Six sympathetic female faces were looking expectantly up at him.

‘Have I forgotten something else?’ he asked with a puzzled air.

‘Only the rest of your life story,’ said Cordelia. ‘D’you mind?’

‘Not at all, but don’t let your food get cold.
Buon appetito
, ladies.’


Grazie
,’ said Cordelia in response, picking up her knife and fork.

‘Prego, signorina.’
Mario gave Cordelia a funny little bow and leaned back against the counter, watching them all eat. A large white apron tied around his waist, the sleeves of his striped shirt now rolled up, he looked as though he was enjoying the sight.
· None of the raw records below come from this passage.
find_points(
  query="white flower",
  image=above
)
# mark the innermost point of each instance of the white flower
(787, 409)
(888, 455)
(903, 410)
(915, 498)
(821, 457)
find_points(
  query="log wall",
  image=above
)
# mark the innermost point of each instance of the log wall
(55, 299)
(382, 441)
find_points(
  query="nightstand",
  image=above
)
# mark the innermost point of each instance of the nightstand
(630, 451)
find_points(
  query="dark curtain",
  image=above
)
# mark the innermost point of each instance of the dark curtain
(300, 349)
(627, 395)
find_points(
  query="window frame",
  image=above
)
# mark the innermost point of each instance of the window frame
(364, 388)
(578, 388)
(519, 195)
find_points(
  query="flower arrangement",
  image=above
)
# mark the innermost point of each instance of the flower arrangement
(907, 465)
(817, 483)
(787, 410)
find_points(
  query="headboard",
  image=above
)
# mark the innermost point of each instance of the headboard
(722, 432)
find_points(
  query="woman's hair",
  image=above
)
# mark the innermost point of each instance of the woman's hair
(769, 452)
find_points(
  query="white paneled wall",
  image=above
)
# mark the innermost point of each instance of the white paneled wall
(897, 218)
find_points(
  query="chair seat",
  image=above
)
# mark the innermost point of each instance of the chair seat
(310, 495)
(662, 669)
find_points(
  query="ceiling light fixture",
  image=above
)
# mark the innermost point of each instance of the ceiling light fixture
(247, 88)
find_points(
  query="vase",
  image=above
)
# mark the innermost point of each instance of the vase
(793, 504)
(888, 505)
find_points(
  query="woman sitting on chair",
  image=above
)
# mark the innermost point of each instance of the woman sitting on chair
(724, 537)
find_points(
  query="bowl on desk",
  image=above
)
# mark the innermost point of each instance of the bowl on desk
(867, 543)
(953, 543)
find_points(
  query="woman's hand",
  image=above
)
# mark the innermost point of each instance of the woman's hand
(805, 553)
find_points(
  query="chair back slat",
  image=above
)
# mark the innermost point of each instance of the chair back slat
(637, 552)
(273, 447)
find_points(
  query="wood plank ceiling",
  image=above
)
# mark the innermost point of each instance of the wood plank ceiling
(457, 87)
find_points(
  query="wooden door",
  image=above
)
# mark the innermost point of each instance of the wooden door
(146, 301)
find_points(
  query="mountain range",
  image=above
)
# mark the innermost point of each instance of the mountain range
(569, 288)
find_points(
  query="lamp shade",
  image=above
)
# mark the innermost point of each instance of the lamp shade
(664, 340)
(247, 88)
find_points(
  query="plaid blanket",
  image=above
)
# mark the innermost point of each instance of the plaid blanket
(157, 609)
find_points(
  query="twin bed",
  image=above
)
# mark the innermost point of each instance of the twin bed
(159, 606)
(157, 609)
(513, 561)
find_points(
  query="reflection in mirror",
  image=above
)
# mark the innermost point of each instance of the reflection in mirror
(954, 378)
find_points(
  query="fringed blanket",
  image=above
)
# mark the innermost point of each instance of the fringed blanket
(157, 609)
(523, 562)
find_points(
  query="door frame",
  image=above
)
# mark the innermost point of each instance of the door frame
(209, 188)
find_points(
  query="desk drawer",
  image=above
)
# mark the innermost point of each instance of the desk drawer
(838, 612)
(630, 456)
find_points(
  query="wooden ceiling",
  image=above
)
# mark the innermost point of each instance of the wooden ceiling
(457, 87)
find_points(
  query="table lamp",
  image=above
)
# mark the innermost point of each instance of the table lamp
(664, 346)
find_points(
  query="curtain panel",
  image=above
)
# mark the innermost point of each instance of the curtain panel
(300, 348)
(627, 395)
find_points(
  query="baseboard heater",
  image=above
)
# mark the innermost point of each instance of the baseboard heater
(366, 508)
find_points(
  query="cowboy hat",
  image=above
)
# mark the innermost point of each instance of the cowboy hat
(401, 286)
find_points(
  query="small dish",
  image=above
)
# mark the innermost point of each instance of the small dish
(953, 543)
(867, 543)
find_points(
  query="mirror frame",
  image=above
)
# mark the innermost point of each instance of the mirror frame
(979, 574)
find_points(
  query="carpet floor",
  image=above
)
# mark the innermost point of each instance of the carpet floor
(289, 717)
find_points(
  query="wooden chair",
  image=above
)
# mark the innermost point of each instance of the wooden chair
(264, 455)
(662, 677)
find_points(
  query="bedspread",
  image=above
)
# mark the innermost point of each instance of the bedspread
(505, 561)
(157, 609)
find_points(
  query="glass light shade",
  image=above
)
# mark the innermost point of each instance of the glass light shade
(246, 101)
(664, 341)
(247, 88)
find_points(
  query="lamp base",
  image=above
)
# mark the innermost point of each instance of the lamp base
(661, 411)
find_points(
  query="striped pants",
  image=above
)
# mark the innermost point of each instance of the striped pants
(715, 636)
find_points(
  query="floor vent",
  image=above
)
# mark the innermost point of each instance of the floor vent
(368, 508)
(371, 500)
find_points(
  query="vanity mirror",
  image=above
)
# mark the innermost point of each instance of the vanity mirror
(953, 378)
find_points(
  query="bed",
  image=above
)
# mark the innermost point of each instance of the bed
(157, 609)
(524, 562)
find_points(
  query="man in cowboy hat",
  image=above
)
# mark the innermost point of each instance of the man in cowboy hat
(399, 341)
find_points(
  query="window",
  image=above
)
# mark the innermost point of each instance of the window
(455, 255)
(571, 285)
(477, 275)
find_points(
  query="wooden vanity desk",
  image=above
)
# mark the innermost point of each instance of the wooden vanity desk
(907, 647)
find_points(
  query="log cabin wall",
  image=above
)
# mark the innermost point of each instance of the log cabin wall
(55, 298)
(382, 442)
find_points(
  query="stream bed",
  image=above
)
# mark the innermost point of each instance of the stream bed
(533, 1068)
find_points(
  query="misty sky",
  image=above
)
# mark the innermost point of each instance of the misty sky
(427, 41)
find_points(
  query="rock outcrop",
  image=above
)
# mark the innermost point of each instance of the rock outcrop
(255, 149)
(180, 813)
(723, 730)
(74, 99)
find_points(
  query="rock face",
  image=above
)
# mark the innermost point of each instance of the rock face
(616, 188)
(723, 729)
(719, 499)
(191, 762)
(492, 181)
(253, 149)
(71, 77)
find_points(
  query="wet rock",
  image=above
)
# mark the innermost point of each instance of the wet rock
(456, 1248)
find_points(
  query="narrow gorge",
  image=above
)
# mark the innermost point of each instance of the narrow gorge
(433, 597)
‘Well, then Carlo’s mother died, and a few years later my father met my mother. Her family disapproved of a good Irish girl marrying a struggling Italian immigrant. So we were sent to my grandparents in Italy when she died, because Carlo and I refused to be separated.’

Cordelia shook her head. ‘How could your other grandparents have been so hard?’ She thought about it for a minute. ‘Prejudice, I suppose. It’s a terrible thing.’

‘It certainly is,’ said Mario lightly.

‘How long did you spend in Italy?’ asked Janet. Liz thought she was being extremely nosy. They all were, tiring questions at him like this, although he didn’t seem to mind. And Liz had to admit, if only to herself, that she wasn’t at all averse to listening to his answers.

‘Four years. I came back to Glasgow when I was fourteen.’

“That must have been a bit of a shock to the system.’

Mario shrugged. ‘Och, they stopped calling me a dirty wee Tally after I had worked out what my fists were for.’

The other girls laughed, but Liz had caught the dryness in his tone.